Thursday, July 24, 2014

Summertime

We have been pretty busy so far this summer. Though we have a love/hate relationship with the weather and high temps, we try not to let it hold us back from doing activities outdoors. Obviously on the brutally hot and humid days, I try to find new activities to do indoors. We have been managing well so far and the weather hasn't been too much of an issue... YET.

FIRST National Family Conference
Evan started his summer break with a trip to Indianapolis to the FIRST National Family Conference. It is held every 2 years and this was our first time attending. My sister in-law joined us since my husband was unable to attend. We had a marvelous time and met some wonderful families. Some families I "knew" from the internet but finally had the chance to meet for the first time, some brand new faces and some friends we have known for a few years which we connected with once again.

Spending time with our buddies

Evan spent the days in a kids camp with other affected and non affected children his age. He loved it! Every time I dropped him off he was instantly busy in some sort of activity they had set for the children. And I heard through the grapevine that he was basically one of the only kids that didn't cry. No shocker there! While Evan was at camp my sister in-law and I attended different sessions that ranged from genetics, to current research, to skin and social tips. All were beneficial and I look forward to attending again in 2 years.

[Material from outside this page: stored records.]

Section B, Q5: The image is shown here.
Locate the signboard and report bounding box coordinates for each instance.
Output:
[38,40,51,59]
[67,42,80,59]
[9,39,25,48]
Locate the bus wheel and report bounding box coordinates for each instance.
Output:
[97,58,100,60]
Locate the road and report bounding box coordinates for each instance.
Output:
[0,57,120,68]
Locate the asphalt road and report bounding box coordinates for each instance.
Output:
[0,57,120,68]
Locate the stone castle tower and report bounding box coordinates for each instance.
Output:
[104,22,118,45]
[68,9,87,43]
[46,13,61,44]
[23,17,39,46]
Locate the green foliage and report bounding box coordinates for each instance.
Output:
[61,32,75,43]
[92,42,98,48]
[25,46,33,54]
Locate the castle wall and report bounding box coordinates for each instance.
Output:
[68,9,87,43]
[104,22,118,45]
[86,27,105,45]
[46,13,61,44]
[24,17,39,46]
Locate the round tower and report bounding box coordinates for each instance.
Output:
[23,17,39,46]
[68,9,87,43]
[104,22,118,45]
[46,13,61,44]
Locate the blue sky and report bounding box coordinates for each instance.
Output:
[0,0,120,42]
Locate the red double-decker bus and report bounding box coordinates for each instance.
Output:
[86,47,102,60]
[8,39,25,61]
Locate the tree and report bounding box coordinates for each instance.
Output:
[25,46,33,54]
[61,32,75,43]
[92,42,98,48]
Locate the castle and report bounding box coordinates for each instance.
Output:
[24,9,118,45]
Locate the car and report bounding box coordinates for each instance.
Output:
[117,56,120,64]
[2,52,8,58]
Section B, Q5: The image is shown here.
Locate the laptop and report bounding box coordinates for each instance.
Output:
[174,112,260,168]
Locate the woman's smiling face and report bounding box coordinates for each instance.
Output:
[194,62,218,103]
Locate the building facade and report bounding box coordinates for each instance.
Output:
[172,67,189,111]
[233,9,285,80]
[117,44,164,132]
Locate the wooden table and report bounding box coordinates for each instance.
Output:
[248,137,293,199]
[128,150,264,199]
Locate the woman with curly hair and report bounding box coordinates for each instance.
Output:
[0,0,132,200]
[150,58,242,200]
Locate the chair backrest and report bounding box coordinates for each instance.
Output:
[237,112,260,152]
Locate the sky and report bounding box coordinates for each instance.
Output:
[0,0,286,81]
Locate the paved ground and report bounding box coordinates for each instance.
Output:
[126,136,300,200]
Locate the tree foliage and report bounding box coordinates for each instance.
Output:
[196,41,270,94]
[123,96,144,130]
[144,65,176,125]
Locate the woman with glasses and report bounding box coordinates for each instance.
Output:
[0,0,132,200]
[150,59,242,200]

Evan with his friends Hunter and Lauren
(Hunter was recently on the Katie Couric Show raising awareness. Check it out HERE)

Evan and his buddy Brenna

The last night they held a dinner dance party which the children just loved. Evan was anxious to be on the dance floor with the other children and thank the lord for my sister in-law who walked around with him and helped him dance! My pregnant belly makes it hard for me to do! We were able to snap lots of pictures of Evan and his buddies. And we also had the wonderful oppotunity to meet Rick Guidotti, a former fashion photographer who now advocates while photographing those with genetic differences (learn more about Positive Exposure HERE). He was kind enough to photograph Evan as well as photographing Evan with all of the children and adults affected with Harlequin Ichthyosis.

Groovin' on the dance floor with Auntie

Hugging his pal Calvin goodbye


Evan's first trip to the Zoo
We like to plan things out for perfect weather days, so when we saw the temps and humididty would be low we headed for the zoo. We went to the Beardsley Zoo, about an hour from home, which is not terribly huge but just the perfect size to get the zoo experience and see some monkeys. Evan was delighted to see a range of animals and seemed most excited about the leopard who was pacing around in her den. It was a nice family outing and I look forward for new ones in the future.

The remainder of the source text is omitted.